Most Americans take time to reflect on the meaning of independence and the sacrifice of the founding generation of Americans around the 4th of July or on their summer vacations visiting Colonial Williamsburg, Independence Hall, or Boston’s Freedom Trail. However, the story of the American Revolution is best told in the freezing days of winter. As the mid-Atlantic region of the United States hunkers down during a blizzard in 2016, it does well to remember what was the absolute worst winter in the 18th century: the “hard winter” of 1779-1780.
The winter that year was bad. Over the course of the winter, New Jersey had twenty six snowstorms and six of those were blizzards! Every saltwater inlet from North Carolina to Canada froze over completely. In fact, New York Harbor froze over with ice so thick that British soldiers were able to march from Manhattan to Staten Island.
George Washington decided to place his army at Morristown, New Jersey for winter quarters. When they arrived at the encampment site in November 1779 there was already a foot of snow on the ground. Some snowfalls dropped more than four feet of snow with snow drifts over six feet. The temperature only made it above freezing a couple times in the whole winter. Officers remembered ink freezing in their quill pens and one surgeon recorded that “we experienced one of the most tremendous snowstorms ever remembered; no man could endure its violence many minutes without danger to his life. … When the storm subsided, the snow was from four to six feet deep, obscuring the very traces of the roads by covering fences that lined them.”
Because of the severity of the winter, provisioning almost 10,000 soldiers was nearly impossible. A soldier in the Connecticut Line, Joseph Plumb Martin remembered “We were absolutely literally starved; – I do solemnly declare that I did not put a single morsel of victuals into my mouth for four days and as many nights, except for a little black birch bark which I gnawed off a stick of wood, if that can be called victuals. I saw several of the men roast their old shoes and eat them, and I was afterward informed by one of the officer’s waiters, that some of the officers killed and ate a favorite little dog that belonged to one of them.”
Even General Washington noted after the winter that “The oldest people now living in this Country do not remember so hard a winter as the one we are now emerging from. In a word the severity of the frost exceeded anything of the kind that had ever been experienced in this climate before.” This came from the man who had suffered the terrible winter of 1776-1777 when his army had to cross an ice-choked Delaware River and who had witnessed thousands of his men die in the freezing winter of 1777-1778 at Valley Forge.

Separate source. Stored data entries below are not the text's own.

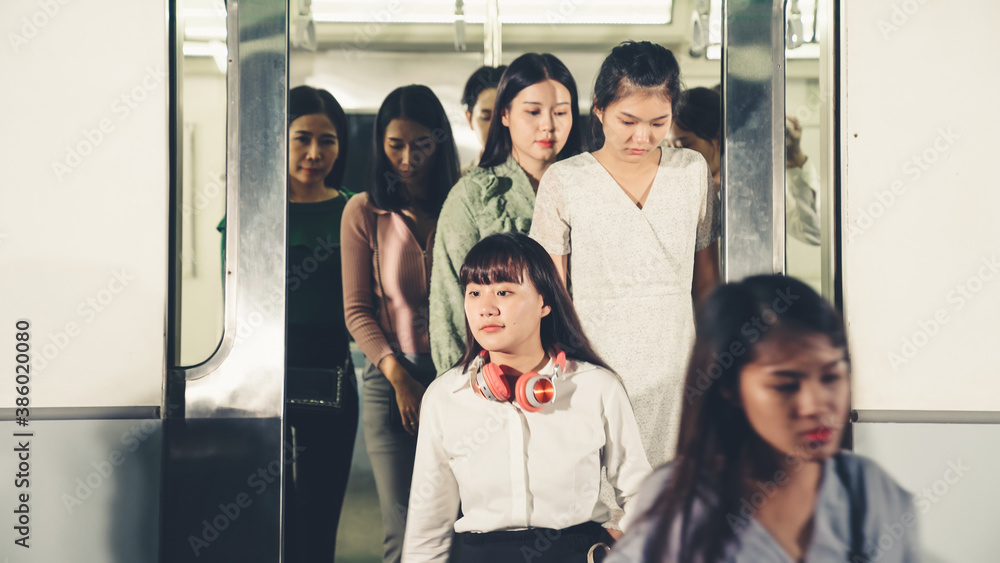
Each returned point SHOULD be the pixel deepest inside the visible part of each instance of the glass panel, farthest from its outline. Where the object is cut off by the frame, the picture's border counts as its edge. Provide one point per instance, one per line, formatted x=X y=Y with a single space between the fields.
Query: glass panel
x=201 y=88
x=804 y=113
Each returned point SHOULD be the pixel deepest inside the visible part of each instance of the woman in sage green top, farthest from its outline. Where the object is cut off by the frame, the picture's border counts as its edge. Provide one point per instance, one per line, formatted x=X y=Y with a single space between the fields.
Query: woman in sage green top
x=537 y=124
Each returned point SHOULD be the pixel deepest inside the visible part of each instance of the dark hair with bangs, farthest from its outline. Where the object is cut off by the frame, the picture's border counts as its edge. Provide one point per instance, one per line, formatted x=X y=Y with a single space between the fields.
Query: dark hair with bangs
x=413 y=103
x=634 y=66
x=712 y=449
x=525 y=71
x=508 y=257
x=700 y=112
x=306 y=100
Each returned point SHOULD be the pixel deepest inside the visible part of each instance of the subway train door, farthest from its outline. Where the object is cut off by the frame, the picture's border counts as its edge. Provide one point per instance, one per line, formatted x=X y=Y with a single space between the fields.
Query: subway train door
x=907 y=206
x=112 y=451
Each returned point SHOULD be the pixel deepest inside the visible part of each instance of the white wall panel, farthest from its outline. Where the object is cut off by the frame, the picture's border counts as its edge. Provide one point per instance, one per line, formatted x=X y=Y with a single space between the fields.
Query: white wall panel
x=921 y=254
x=83 y=177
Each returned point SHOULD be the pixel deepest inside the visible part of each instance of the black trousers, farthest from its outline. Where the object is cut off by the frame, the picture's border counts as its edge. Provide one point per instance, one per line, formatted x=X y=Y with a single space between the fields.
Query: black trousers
x=316 y=480
x=534 y=545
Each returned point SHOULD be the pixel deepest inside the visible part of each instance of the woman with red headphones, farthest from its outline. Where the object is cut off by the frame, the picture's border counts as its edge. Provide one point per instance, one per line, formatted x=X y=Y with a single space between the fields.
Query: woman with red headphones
x=519 y=432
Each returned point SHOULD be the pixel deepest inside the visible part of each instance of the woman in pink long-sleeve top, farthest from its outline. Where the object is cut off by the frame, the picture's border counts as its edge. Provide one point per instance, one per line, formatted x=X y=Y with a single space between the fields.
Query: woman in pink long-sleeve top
x=386 y=240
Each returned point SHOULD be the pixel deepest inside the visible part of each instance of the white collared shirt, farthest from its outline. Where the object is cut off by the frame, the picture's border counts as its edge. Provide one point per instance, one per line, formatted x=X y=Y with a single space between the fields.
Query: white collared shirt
x=512 y=469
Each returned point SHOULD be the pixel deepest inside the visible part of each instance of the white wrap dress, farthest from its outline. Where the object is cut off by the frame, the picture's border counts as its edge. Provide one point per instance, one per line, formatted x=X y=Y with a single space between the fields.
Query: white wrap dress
x=631 y=271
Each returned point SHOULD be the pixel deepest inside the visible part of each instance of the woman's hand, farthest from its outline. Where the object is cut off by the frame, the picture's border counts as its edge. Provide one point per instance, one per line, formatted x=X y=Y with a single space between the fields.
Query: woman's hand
x=409 y=391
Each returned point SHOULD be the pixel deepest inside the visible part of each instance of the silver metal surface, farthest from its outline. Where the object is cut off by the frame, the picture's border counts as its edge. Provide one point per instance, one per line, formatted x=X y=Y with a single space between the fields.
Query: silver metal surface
x=753 y=166
x=829 y=143
x=245 y=376
x=926 y=417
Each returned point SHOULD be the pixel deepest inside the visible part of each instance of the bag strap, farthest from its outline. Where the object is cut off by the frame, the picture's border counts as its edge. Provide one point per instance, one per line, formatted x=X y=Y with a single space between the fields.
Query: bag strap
x=855 y=484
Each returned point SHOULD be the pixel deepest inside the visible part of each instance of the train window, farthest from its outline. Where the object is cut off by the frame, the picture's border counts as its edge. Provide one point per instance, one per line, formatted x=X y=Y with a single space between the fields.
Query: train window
x=201 y=85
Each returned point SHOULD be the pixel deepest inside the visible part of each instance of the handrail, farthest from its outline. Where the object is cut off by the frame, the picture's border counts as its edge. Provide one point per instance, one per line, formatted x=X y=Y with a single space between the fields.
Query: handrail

Despite the severity of this “hard winter” in 1779-1780 at Morristown, Americans tend to think that Valley Forge was the worst winter of the war. This probably has to do with the fact more soldiers died of disease at Valley Forge than at Morristown. While about 2,000 soldiers perished at Valley Forge, ‘only’ about 100 died at Morristown. Also, the Continental army underwent an amazing transformation at Valley Forge, becoming a professional army. The Morristown encampment, however, resulted in angry and hungry soldiers causing a mutiny that had to be put down. Joseph Plumb Martin remembered how he and his fellow soldiers were “venting our spleen at our country and government, then at our officers, and then at ourselves for our imbecility in staying there and starving in detail for an ungrateful people who did not care what became of us, so they could enjoy themselves while we were keeping a cruel enemy from them.”
So this winter, as you dig out your driveway or your car over the next few days, take a moment and imagine what the soldiers in Washington’s army had to endure at Morristown in 1779-1780. Next time you are in New Jersey or New York City make a point to visit the site of that encampment preserved by the National Park Service. Visiting on a cold day will give you a small taste of the elements they endured. These soldiers’ dedication to duty helped keep the light of liberty alive through an extremely “hard winter.”